Based on Doug Stanton’s (far, far better) book, Horse Soldiers—which was also the working title of this project and I have no idea why it was changed to the far stupider and less unique 12 Strong—the movie follows Army Captain Mitch Nelson (Chris Hemsworth) and his special forces squad, the first soldiers dropped into Afghanistan in the weeks after September 11th. And I do mean dropped—the Army was not prepared for a cold weather mountain war, and the soldiers have to be outfitted on the fly by a sporting goods store. They also have to use horses to traverse narrow mountain passes, which essentially means Captain Nelson and his men are co-opted into the cavalry for their mission. 

Technically, 12 Strong is proficient. It looks nice enough, and occasionally Fuglsig pulls out a solid image, but for the most part it’s best described as competent. The acting ranges from passable to good, with the standouts being Michael Shannon as the senior warrant officer on the squad, Moonlight’s Trevante Rhodes as The One Who Bonds With A Local Kid, and Michael Peña as a cheerfully sarcastic sergeant. Hemsworth struggles with his American accent, but he has enough charisma to make believable the loyalty of Captain Nelson’s men, who follow him despite his lack of actual battle experience. 

But no matter how hard it tries to ignore on-going history, 12 Strong cannot escape the shadow of the war in Afghanistan.
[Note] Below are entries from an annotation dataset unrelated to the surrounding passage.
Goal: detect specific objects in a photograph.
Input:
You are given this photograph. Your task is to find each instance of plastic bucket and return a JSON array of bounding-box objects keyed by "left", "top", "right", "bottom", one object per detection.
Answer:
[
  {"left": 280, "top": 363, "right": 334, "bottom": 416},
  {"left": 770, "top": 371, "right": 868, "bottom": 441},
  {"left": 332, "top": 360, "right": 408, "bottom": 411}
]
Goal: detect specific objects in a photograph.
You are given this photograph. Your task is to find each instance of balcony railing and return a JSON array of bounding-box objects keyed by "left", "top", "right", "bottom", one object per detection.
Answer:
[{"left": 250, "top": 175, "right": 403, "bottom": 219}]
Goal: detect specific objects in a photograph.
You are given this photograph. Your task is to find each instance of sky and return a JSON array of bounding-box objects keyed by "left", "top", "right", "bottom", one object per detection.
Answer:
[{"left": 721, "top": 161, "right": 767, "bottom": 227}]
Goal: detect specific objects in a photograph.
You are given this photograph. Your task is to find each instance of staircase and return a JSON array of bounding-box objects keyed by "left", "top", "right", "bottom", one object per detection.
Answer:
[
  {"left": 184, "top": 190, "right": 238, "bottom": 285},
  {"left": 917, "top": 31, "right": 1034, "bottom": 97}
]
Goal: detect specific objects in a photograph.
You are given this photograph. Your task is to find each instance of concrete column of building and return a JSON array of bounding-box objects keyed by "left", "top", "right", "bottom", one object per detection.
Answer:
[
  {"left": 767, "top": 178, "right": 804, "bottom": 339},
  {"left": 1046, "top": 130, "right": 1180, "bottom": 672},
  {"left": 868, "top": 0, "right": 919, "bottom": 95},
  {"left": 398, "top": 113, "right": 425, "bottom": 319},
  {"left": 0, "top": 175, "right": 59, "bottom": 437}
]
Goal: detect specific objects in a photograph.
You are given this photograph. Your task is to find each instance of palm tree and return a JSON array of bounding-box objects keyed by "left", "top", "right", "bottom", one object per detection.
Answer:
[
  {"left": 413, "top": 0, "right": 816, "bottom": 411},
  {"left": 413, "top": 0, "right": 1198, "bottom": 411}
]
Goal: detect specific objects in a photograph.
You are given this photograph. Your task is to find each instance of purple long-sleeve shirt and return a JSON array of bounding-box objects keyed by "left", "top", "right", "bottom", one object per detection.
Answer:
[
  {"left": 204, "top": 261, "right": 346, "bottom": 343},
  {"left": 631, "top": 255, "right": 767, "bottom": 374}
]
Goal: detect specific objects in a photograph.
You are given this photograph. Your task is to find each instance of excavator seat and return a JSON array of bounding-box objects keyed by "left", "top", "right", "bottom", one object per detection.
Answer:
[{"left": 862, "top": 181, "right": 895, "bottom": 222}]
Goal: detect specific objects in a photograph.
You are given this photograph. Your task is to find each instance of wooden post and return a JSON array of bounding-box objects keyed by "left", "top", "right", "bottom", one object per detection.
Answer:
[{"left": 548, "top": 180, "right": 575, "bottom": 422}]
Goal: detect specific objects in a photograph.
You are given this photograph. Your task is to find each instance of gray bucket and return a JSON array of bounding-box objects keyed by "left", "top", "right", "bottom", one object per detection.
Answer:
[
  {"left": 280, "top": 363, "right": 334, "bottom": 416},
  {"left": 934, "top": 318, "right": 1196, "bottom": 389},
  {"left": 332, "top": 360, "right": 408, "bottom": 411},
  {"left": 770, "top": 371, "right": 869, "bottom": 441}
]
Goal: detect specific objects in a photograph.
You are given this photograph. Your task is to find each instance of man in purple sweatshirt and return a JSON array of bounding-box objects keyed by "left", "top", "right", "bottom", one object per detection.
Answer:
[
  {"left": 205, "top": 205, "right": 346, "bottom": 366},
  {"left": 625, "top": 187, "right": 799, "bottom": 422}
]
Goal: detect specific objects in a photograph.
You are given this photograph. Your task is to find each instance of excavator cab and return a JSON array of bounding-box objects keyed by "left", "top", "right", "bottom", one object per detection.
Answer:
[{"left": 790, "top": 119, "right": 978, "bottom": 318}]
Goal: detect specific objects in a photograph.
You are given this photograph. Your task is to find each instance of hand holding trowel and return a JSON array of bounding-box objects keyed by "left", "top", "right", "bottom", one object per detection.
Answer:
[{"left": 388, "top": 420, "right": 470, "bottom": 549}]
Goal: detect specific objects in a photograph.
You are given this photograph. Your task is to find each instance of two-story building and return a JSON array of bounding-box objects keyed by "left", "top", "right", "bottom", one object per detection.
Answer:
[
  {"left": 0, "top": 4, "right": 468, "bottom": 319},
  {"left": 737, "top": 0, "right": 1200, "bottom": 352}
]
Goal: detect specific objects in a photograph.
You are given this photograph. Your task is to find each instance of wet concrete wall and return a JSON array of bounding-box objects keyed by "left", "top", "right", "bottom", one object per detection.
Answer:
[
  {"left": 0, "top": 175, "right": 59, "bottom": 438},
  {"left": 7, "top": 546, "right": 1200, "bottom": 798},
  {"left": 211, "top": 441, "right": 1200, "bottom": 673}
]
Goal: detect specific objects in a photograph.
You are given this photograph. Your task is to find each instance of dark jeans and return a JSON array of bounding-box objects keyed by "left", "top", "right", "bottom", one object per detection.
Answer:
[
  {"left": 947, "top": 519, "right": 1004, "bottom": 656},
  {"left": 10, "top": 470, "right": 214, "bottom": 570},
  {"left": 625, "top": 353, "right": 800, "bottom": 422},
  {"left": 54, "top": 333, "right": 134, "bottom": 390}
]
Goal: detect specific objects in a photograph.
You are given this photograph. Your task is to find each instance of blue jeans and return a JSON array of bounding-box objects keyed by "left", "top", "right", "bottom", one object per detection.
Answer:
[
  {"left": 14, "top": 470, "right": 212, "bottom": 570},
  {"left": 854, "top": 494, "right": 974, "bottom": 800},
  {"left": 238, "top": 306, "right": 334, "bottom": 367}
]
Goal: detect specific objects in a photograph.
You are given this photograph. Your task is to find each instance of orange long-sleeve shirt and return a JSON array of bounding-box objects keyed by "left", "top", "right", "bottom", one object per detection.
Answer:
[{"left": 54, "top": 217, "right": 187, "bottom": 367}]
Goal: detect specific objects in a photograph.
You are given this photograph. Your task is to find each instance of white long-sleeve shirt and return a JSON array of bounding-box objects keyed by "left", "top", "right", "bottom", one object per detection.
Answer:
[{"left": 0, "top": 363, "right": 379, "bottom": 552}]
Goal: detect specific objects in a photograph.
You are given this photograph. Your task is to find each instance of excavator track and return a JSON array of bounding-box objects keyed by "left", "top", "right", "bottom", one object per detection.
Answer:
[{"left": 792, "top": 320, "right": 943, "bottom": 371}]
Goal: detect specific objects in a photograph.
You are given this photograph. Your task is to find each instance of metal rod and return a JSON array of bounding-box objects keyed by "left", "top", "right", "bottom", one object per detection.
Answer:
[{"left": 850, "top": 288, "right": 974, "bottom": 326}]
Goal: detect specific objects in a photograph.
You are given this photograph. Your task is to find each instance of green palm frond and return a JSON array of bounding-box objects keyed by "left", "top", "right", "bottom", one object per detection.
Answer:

What Captain Nelson and his squad do is amazing—in just three weeks and being vastly outnumbered, they take the city of Mazar-i-Sharif from the Taliban, something the Army thought would take six months to a year. Taking this city is supposed to break the Taliban, and indeed, a post-script says the Taliban considers this their worst defeat. Almost seventeen years ago. It’s hard not to cry at this point.

The movie is very respectful and careful with the legacy of the real life soldiers being portrayed, but it’s a lot less cautious with the Afghanis. There is a brutal and unnecessary scene of a Taliban leader executing a woman who taught her daughters, which exists only to remind us how much the Taliban sucks. Yeah, we know. We’ve been alive in the world for the last seventeen years. (A much more effective scene is a character recalling what his city was like before the Taliban showed up.) And Captain Nelson’s ally in Afghanistan is General Abdul Rashid Dostum (Navid Negahban, Homeland), a Northern Alliance leader whose weariness is a counterpoint to Nelson’s fresh-faced energy. The post-script notes that Nelson and Dostum remain friends, and that Dostum became Vice President of Afghanistan in 2014. It does not mention that Dostum is currently on the lam, accused of assorted war crimes including kidnapping and raping a political rival. 

This is the shadow 12 Strong cannot escape. No matter how well acted or well executed, any war movie about the ongoing conflict in Afghanistan that does not grapple with the consequences comes across as hollow and shallow. Will it work for some people? Sure. There were people cheering when a Taliban leader got executed Dirty Harry-style. That audience will eat this sh*t up, just like they did Lone Survivor and American Sniper. But the disingenuousness remains.